Derbowy mecz Trefla z Arką to było naprawdę niezłe widowisko z interesującym scenariuszem. Ze zwycięskiego zespołu do składu powołuję Josha Bostica i Krzysztofa Szubargę, którzy w pierwszej połowie ustawili mecz, a gdy wynik rozjechał się w trzeciej kwarcie, w czwartej znowu byli liderami drużyny. Z przegranego Trefla w pod koszem wystawiam Nanę Foullanda, który nie miał łatwego zadania walcząc z wojowniczo usposobionym – Adamem Hrycaniukiem. To w kilku akcjach była już prawdziwa Bestia i na zachętę także wpisuje centra Asseco Arki do składu. W przegranym w Stargardzie meczu Polpharmy najlepiej w zespole gości zagrał Brett Prahl, który zdobył 18 pkt i był bliski double-double.
Rozkład jazdy na następną kolejkę to kolejne Derby Pomorza, tym razem pomiędzy Polpharmą a Treflem. Trudno na ten moment wyobrazić sobie zwycięstwo starogardzkiej ekipy.
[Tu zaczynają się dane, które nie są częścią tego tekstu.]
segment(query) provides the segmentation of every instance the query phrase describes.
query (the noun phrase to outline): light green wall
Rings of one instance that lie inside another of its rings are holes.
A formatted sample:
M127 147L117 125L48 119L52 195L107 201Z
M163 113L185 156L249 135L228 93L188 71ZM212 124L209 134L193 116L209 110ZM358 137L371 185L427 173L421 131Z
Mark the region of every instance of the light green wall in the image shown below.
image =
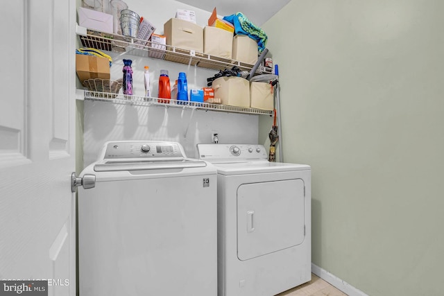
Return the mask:
M262 26L284 160L312 168L312 262L370 295L443 293L443 11L292 0Z

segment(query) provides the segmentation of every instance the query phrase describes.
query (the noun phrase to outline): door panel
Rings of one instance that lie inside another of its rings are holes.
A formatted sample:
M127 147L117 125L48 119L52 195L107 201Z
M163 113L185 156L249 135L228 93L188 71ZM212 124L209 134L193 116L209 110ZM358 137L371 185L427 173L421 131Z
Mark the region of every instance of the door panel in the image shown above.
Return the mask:
M48 279L49 295L74 295L75 1L2 11L0 279Z
M300 179L241 185L237 189L237 256L248 260L304 241Z

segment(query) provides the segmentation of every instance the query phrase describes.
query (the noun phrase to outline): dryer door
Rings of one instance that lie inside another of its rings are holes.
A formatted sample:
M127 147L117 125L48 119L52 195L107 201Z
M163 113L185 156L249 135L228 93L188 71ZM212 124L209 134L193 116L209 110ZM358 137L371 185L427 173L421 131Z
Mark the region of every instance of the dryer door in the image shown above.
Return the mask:
M237 189L237 256L248 260L304 241L301 179L245 184Z

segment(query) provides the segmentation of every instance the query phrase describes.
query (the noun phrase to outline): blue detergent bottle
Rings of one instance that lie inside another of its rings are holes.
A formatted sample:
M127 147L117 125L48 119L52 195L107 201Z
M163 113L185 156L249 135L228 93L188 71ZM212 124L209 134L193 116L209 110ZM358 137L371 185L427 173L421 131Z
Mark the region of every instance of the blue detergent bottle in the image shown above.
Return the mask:
M187 83L187 74L185 72L179 73L178 79L178 101L188 101L188 85ZM178 102L184 103L184 102Z

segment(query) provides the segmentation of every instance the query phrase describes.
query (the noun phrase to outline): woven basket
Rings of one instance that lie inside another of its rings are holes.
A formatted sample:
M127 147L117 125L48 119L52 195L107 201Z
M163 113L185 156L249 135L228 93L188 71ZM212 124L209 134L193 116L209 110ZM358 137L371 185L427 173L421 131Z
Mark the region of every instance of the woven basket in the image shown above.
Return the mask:
M100 98L114 98L122 87L122 79L110 80L109 79L94 78L88 79L82 82L84 87L90 92L97 92L103 94L94 94L93 96Z

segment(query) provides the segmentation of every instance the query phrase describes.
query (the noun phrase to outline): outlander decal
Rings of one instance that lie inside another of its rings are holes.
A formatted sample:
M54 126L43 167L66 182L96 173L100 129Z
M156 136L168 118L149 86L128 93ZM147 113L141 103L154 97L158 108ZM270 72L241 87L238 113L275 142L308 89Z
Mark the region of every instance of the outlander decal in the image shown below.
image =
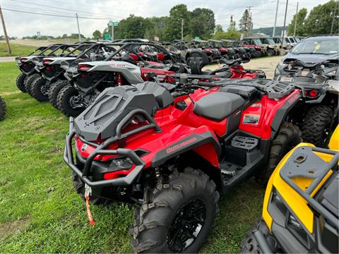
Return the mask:
M167 149L166 149L166 152L167 154L169 153L171 153L171 152L173 152L176 150L177 150L178 149L182 147L184 147L187 145L189 145L194 142L196 142L196 140L198 140L198 139L194 137L194 138L192 138L188 140L186 140L186 141L184 141L182 143L181 143L180 144L178 144L178 145L175 145L174 146L172 146L171 147L168 147Z

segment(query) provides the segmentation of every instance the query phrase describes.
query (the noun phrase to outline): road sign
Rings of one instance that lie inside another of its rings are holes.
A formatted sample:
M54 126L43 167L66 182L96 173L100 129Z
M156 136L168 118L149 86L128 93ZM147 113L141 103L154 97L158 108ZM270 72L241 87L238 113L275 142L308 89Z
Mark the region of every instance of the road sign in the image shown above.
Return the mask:
M111 35L104 34L104 40L111 40Z
M112 21L112 20L109 20L109 22L108 23L108 26L118 26L119 25L119 22L114 22L114 21Z

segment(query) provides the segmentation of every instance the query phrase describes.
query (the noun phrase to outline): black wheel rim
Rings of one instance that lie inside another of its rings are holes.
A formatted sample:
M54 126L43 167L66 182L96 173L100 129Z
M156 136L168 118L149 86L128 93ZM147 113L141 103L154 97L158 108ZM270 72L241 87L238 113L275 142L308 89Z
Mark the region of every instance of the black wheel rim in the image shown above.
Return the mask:
M167 243L172 252L180 253L196 239L205 223L206 207L200 199L183 205L173 219L167 235Z

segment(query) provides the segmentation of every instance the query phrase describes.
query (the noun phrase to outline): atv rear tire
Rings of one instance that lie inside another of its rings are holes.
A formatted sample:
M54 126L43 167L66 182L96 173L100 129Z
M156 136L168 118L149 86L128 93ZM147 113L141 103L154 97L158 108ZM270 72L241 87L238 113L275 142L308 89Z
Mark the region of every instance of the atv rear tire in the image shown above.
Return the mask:
M167 184L146 189L143 205L134 211L133 252L197 253L215 226L215 188L202 171L186 168Z
M302 126L302 139L319 147L326 147L333 124L333 111L324 105L315 106L307 113Z
M25 78L26 78L26 74L20 73L16 78L16 87L23 92L26 92L25 90Z
M249 230L246 238L242 240L240 244L239 253L262 253L263 251L260 248L254 233L259 231L263 236L267 239L269 246L271 248L273 253L280 250L278 247L277 241L274 238L270 235L270 231L267 227L265 222L263 219L259 219L256 223Z
M79 176L73 171L72 173L73 187L80 197L85 200L85 183L80 179ZM90 197L90 202L95 205L103 205L108 202L108 200L91 195Z
M24 81L24 85L25 85L25 90L32 96L32 84L33 83L34 80L35 80L37 78L40 78L40 75L37 73L32 74L30 75L26 76L26 78L25 78Z
M274 55L274 51L273 49L268 49L266 52L267 56L272 56Z
M5 101L0 97L0 121L4 120L6 112L7 107Z
M263 171L263 180L267 183L282 157L295 145L302 142L301 131L291 123L284 122L279 133L272 141L268 164Z
M36 78L30 87L32 96L40 102L48 101L48 85L42 77Z
M62 113L66 116L78 116L85 108L75 108L71 104L71 100L79 94L71 85L63 87L58 95L57 104Z
M51 85L48 92L48 99L54 107L60 109L58 107L58 95L61 89L68 85L69 83L67 80L58 80Z

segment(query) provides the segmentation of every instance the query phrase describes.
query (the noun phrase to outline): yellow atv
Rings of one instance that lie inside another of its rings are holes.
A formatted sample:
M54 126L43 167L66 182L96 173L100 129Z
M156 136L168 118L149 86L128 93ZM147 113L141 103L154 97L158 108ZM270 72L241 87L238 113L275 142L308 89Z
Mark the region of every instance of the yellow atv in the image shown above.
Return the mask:
M300 143L285 156L242 253L338 253L339 126L329 147Z

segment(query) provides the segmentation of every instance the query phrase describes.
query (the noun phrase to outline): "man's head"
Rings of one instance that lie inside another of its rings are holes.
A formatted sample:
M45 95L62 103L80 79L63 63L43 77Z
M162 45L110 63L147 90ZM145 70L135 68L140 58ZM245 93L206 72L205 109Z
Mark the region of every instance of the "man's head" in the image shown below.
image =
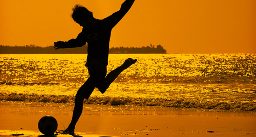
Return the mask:
M92 12L79 4L76 5L72 10L72 17L81 26L84 27L84 26L86 25L85 24L90 24L91 20L94 18Z

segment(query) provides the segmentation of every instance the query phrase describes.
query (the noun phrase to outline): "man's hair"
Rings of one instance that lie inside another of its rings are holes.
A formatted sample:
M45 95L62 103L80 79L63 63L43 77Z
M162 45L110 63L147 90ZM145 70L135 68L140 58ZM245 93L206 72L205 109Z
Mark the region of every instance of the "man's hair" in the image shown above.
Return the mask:
M93 17L93 13L89 11L86 7L82 5L77 4L72 9L73 13L71 17L75 21L81 18L86 17Z

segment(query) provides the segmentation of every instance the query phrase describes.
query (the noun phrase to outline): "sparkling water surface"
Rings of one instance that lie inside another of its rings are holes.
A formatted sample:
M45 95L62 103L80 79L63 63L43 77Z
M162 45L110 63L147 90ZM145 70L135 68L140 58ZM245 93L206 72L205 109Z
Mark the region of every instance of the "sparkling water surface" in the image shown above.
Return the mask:
M0 55L0 100L73 100L87 56ZM96 88L95 103L256 109L255 54L110 54L108 72L129 57L138 61L105 94Z

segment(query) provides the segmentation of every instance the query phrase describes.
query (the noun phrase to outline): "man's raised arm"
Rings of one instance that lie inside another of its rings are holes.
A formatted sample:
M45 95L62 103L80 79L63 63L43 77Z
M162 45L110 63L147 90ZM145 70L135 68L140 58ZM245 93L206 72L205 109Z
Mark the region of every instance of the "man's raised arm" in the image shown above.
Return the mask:
M115 27L129 11L134 1L135 0L126 0L121 6L119 11L104 19L106 23L111 28Z

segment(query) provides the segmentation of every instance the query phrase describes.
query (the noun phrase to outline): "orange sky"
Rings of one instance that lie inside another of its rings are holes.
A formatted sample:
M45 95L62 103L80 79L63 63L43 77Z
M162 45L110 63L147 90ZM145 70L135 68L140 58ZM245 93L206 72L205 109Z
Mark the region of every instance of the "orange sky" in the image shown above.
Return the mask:
M124 0L0 0L0 44L46 47L76 38L80 4L103 19ZM136 0L111 47L161 44L168 53L256 53L255 0Z

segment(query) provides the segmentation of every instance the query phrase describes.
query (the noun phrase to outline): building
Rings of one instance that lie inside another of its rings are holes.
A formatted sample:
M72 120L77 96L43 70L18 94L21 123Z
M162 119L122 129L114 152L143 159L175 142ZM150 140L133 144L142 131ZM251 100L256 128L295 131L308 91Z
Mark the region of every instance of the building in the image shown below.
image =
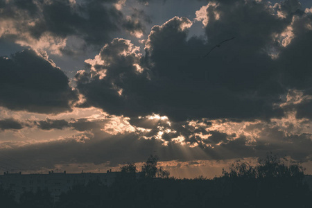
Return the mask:
M49 174L21 174L5 172L0 175L0 186L10 189L17 200L25 191L37 191L38 189L48 190L55 201L59 200L62 192L68 191L73 186L86 185L92 180L99 180L104 185L110 186L120 172L107 171L105 173L67 173L49 171Z

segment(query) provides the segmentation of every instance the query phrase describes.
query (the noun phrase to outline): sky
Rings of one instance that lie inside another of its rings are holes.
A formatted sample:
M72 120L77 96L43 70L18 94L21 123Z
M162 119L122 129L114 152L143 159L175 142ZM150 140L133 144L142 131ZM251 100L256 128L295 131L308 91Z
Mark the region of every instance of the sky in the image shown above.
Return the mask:
M0 0L0 173L312 174L311 55L308 0Z

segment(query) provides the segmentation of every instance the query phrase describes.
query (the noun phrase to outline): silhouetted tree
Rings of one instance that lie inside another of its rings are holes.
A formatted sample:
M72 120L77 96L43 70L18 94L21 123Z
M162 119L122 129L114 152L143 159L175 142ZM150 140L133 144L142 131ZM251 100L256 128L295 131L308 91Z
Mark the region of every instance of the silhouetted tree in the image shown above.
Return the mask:
M142 166L142 173L145 177L151 178L156 176L157 173L158 157L150 155Z
M121 170L121 173L137 173L137 166L132 162L128 163L128 164L122 166Z
M17 207L15 197L10 190L0 187L0 205L1 207Z

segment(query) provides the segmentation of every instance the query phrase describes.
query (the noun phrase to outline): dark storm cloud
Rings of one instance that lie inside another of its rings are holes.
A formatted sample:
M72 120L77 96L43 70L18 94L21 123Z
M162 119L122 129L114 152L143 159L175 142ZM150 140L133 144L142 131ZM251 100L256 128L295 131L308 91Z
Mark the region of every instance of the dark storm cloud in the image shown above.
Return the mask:
M125 29L132 34L144 30L141 19L133 16L132 18L126 18L117 9L118 3L117 0L6 1L2 3L0 20L10 26L3 24L3 30L6 26L8 28L0 35L25 42L31 42L30 38L39 40L47 35L55 41L74 36L85 42L80 43L82 49L90 44L99 49L111 40L115 32ZM58 47L67 53L78 49L70 46Z
M5 130L20 130L23 128L23 124L13 119L0 120L0 131Z
M311 135L286 135L282 130L267 124L250 126L250 129L260 128L263 130L254 141L244 135L235 137L211 131L211 136L207 139L212 146L205 148L200 145L191 148L173 141L164 146L163 141L155 138L139 139L140 136L137 133L104 137L103 134L95 133L94 136L80 135L63 140L2 149L1 153L7 158L14 159L12 166L15 166L15 170L53 168L56 164L101 164L107 162L110 166L115 166L129 160L144 162L150 154L160 156L162 161L189 161L261 157L270 150L281 157L290 155L300 162L311 159ZM202 141L205 143L205 139ZM216 143L220 144L216 145ZM15 164L17 161L19 164Z
M56 114L78 99L67 76L33 50L0 58L0 105L14 110Z
M208 42L200 37L188 38L191 22L175 17L152 28L146 54L140 58L135 53L122 54L133 49L125 40L107 45L100 53L105 64L76 76L87 103L113 114L157 113L173 121L282 116L283 110L275 104L283 101L289 89L306 89L311 83L311 14L304 13L297 1L275 6L254 1L216 3L197 18L208 19ZM289 28L293 37L286 34ZM143 72L138 73L135 64ZM104 69L105 76L101 76Z

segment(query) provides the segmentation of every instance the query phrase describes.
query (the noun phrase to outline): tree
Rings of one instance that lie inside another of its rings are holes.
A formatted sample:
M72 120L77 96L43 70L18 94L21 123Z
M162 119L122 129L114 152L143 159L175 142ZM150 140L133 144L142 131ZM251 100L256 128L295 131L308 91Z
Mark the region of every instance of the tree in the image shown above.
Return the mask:
M150 155L142 166L142 173L145 177L155 177L157 173L158 157Z
M126 165L121 168L121 173L137 173L137 166L132 162L128 162Z

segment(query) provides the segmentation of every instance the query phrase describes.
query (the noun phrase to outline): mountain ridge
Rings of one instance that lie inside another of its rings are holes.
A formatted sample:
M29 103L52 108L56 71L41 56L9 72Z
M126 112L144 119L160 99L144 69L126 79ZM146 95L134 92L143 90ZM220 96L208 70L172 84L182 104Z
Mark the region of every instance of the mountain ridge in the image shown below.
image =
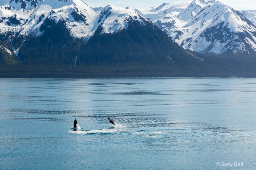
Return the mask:
M127 8L144 15L186 49L216 54L256 51L254 11L236 10L215 0L164 3L155 11Z

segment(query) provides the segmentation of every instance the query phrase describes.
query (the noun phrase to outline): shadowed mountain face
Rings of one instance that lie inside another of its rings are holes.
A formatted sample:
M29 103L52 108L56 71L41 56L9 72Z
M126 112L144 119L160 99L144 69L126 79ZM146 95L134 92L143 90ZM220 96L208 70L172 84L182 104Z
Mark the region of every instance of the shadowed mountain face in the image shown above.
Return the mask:
M1 1L0 75L230 76L238 68L253 75L251 59L195 51L253 53L254 13L215 1L191 2L133 10L92 8L81 0Z
M185 49L214 54L254 53L256 50L254 11L237 11L215 0L194 0L133 9Z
Choć kibicujemy jej, by pozostała w Energa Basket Lidze i mieliśmy w pewnym momencie wrażenie, że wyczyn ten jest realny, to jednak wszystko co dotyczy koszykówki zawodowej na Kociewiu, aktualnie maluje się w niejasnych barwach. Jasny za to powinien być cel Asseco Arki – wygrać przekonująco w Gliwicach z GTK. Polpharma – Trefl w czwartek, GTK – Asseco w niedzielę.